Christopher Reeve is great in the lead role, though his status as a newcomer actor meant he was unfairly billed below both Marlon Brando (who has a fairly small role) and Gene Hackman (who’s the lead antagonist). Still, you can’t deny that the latter is a fantastic villain here, with the film’s overall popularity and status as a classic also making it one of Hackman’s most recognizable works.
6 ‘The Royal Tenenbaums’ (2001)
It’s fair to call The Royal Tenenbaums a comedy, so long as you include a disclaimer of sorts that clarifies it’s a very sad comedy at times. It was one of Wes Anderson’s earliest feature films, and expertly blended quirky humor and tragic family drama, telling the story of a dysfunctional family upended further by the return of its on-and-off patriarch, played by Gene Hackman.

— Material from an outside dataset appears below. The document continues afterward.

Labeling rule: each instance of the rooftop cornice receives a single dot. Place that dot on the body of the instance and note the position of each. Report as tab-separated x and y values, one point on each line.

It marked the start of Anderson’s foray into directing movies with ensemble casts, given his previous two movies – Bottle Rocket and Rushmore – each had a more restricted scope. And the casting of Hackman as arguably the film’s central character also did wonders for The Royal Tenenbaums, with it being one of his most captivating and complex roles, and the greatest film of his released in the 21st century.